Vieira v. Davol, Inc.

Annotate this Case

392 A.2d 375 (1978)


No. 77-34-Appeal.

Supreme Court of Rhode Island.

October 23, 1978.

Lovett & Linder, Ltd., Raul L. Lovett, Providence, for petitioner.

Francis V. Reynolds, Bernard W. Boyer, John G. Rallis, Providence, for respondent.



This is an appeal by an employee from a decree of the Workers' Compensation Commission denying her dependency benefits under G.L.1956 (1968 Reenactment) § 28-33-17, as amended by P.L.1969, ch. 148, § 1.

The facts of this case are not in dispute. The employee is the mother of five children, the oldest of whom was born in 1954, the youngest in 1966. On June 18, 1971, she suffered a work-related incapacitating injury and entered into a preliminary agreement with her employer providing for the payment of compensation for the duration of her total incapacity. The employee was not represented by counsel at this time and although she then had five minor children as dependents, a zero was entered on the agreement form after the question "Number of dependent children under age 18." The employee did, however, execute a "Certificate *376 of Dependency Status" listing all five children and their birth dates. The evidence is not clear as to the manner in which this certificate was submitted to the employer or its carrier.

The employee was paid compensation under this agreement for just over 7 weeks after which she returned to work. Within days, however, she was incapacitated a second time by the injury and,signed another preliminary agreement. This agreement again made no provision for dependency benefits. At this point the employee still had five children under age 18 as dependents. This agreement, like the first, provided for compensation for the duration of total incapacity, and the employee collected benefits until she returned to work in May 1972.

On November 24, 1975, the employee suffered a third incapacity from that same injury. Now represented by counsel, she signed another preliminary agreement for compensation for the duration of this incapacity. This time, however, she indicated in, the agreement that she had three dependent children under age 18 (the other two having reached 18). The employer paid compensation under this agreement for 10 weeks, but refused to pay dependency benefits for the three children. This refusal prompted the present action.

The employee filed a petition to review. A trial commissioner heard the petition and decided that the employee was entitled to dependency benefits only under the third preliminary agreement. He stated that she could not go behind that agreement and thus could no longer obtain dependency benefits under the previous agreements for the two earlier periods of incapacity.

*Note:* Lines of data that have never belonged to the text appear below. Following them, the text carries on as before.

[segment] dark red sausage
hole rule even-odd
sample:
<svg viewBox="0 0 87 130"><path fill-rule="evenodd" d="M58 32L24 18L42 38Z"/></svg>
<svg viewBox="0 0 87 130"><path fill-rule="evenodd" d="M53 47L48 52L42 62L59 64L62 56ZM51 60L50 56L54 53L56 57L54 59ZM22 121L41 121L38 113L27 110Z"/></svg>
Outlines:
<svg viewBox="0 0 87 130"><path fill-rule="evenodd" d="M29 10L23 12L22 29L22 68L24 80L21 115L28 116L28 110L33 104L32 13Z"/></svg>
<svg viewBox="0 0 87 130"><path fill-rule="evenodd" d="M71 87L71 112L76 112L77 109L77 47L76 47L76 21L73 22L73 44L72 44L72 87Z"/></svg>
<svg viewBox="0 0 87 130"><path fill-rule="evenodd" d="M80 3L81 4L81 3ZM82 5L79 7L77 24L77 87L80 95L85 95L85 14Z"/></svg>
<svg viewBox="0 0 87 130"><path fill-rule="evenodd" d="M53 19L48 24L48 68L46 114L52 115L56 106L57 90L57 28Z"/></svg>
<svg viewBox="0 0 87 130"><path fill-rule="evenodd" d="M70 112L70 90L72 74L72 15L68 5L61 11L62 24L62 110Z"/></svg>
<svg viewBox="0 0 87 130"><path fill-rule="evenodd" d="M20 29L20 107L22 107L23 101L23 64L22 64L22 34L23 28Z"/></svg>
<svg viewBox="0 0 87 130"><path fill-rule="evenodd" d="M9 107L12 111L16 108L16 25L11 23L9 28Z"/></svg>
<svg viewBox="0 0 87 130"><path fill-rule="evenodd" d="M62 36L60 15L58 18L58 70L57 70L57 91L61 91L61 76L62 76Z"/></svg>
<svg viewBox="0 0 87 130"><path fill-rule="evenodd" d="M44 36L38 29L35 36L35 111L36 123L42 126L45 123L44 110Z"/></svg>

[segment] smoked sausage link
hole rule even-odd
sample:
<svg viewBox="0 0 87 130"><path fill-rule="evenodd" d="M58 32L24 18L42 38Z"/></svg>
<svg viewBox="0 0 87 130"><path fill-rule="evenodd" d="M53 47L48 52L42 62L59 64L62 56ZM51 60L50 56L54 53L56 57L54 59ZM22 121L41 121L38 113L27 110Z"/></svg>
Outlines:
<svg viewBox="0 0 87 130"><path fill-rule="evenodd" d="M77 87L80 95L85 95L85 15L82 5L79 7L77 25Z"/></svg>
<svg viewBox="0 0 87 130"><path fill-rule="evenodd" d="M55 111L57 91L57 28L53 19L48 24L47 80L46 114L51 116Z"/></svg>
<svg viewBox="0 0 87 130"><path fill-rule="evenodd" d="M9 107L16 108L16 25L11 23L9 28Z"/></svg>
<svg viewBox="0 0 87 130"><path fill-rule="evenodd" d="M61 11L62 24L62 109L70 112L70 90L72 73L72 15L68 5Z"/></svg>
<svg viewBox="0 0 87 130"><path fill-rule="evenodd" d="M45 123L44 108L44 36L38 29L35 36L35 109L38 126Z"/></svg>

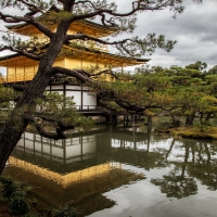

Both sides appealed to the full commission which affirmed the trial commissioner though it stated a different reason for the outcome. The commission based its decision on the fact that the employee had not petitioned for dependency benefits within the 2-year limitation period after her first two claims became compensable but had petitioned within 2 years of her third, so that her claim under the third agreement was timely, but those under the first two agreements were barred.[1] Only the employee appealed from this decree, and it is her appeal which is presently before us.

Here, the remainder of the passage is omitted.